Liparetrus nigrinus

Scientific classification
- Kingdom: Animalia
- Phylum: Arthropoda
- Clade: Pancrustacea
- Class: Insecta
- Order: Coleoptera
- Suborder: Polyphaga
- Infraorder: Scarabaeiformia
- Family: Scarabaeidae
- Genus: Liparetrus
- Species: L. nigrinus
- Binomial name: Liparetrus nigrinus Germar, 1848
- Synonyms: Liparetrus rugosus MacLeay, 1886;

= Liparetrus nigrinus =

- Genus: Liparetrus
- Species: nigrinus
- Authority: Germar, 1848
- Synonyms: Liparetrus rugosus MacLeay, 1886

Species of beetle

Liparetrus nigrinus is a species of beetle of the family Scarabaeidae. It is found in Australia (South Australia).

== Taxonomy ==
This species belongs to the marginipennis species group.

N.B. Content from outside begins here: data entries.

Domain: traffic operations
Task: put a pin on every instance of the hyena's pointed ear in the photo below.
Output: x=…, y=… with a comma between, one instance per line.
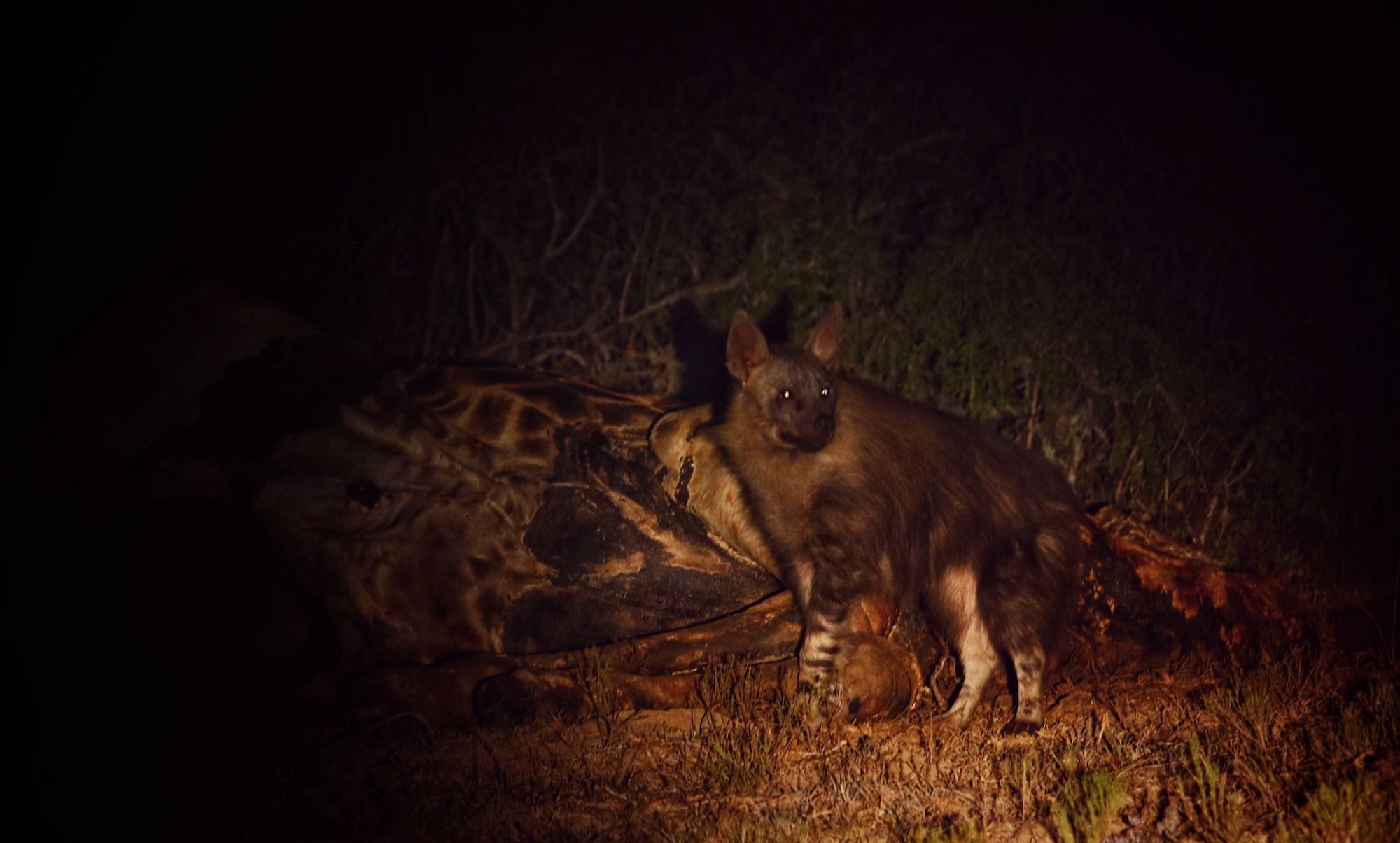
x=825, y=341
x=747, y=348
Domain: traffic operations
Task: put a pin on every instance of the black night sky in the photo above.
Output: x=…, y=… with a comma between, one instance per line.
x=1227, y=177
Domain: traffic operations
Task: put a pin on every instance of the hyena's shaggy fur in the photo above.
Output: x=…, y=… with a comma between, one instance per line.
x=860, y=491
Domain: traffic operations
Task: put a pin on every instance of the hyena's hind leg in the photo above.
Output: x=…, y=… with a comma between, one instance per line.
x=1030, y=663
x=958, y=599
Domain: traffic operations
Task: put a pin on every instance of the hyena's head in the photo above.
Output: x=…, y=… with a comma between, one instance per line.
x=788, y=394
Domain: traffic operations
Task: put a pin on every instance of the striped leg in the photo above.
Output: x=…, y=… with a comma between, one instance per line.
x=1030, y=663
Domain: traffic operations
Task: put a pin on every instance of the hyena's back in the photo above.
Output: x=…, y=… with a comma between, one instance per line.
x=986, y=533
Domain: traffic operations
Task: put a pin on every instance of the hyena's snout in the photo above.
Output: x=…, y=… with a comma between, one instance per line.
x=810, y=431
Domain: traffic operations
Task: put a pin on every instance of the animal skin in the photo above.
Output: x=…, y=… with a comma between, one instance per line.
x=863, y=492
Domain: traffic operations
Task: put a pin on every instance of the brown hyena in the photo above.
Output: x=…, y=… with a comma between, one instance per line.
x=862, y=491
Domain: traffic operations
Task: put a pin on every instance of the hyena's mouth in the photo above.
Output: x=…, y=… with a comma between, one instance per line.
x=807, y=446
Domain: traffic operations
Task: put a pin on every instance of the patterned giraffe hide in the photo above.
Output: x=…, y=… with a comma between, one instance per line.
x=479, y=540
x=496, y=512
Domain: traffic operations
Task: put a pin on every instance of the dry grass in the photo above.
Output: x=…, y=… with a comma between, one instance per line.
x=1300, y=747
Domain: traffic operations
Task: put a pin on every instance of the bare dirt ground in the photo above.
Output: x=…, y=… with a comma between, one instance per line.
x=1300, y=744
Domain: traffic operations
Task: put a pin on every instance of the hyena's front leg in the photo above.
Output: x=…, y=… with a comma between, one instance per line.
x=827, y=641
x=825, y=646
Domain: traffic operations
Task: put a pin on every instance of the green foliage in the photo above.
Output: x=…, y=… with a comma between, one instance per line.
x=1013, y=257
x=1088, y=803
x=1214, y=806
x=1352, y=811
x=743, y=732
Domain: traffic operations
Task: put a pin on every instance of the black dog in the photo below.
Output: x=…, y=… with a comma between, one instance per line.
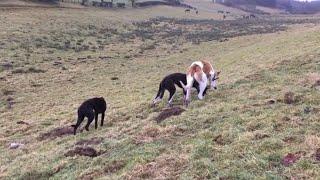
x=90, y=109
x=169, y=82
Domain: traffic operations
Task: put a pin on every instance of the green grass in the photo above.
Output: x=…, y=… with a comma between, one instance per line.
x=234, y=133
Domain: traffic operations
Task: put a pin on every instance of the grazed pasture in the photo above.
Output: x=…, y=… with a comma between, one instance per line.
x=263, y=122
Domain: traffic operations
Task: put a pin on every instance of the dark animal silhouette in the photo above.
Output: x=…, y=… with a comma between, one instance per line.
x=252, y=16
x=224, y=17
x=169, y=82
x=90, y=109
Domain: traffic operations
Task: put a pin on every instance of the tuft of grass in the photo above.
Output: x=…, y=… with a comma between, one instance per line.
x=234, y=133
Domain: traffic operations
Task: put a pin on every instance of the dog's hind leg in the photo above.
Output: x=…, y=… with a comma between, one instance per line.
x=96, y=115
x=102, y=119
x=159, y=95
x=90, y=119
x=79, y=121
x=172, y=91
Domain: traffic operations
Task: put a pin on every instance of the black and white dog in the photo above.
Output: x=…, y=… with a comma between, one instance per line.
x=169, y=82
x=90, y=109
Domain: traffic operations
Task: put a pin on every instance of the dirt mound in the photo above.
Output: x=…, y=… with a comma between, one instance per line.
x=57, y=132
x=166, y=113
x=163, y=167
x=290, y=98
x=291, y=158
x=114, y=166
x=317, y=155
x=82, y=151
x=92, y=141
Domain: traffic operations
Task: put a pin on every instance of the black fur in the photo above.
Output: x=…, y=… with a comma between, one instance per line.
x=169, y=82
x=90, y=109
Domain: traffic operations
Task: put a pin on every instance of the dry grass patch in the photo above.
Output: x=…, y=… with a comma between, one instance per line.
x=163, y=167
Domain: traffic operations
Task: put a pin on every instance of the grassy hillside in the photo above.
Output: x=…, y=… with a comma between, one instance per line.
x=266, y=105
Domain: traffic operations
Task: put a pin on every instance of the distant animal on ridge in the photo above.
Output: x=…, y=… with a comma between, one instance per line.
x=169, y=82
x=200, y=71
x=90, y=109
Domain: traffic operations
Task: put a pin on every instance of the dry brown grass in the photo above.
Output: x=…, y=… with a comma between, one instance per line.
x=233, y=133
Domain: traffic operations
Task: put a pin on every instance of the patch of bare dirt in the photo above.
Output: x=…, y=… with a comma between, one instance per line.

The defining characters of this group include the presence of setae on the disc of the pronotum. The elytra normally also have setae on the disc, but these may be absent, in which case there is at least a continuous fringe of setae on the anterior margin.

== Description ==
Adults reach a length of about 7-9 mm. The body is black or very dark reddish brown. The tarsi are reddish brown, while the rest of the legs are black. The antennae are yellowish brown with a black club.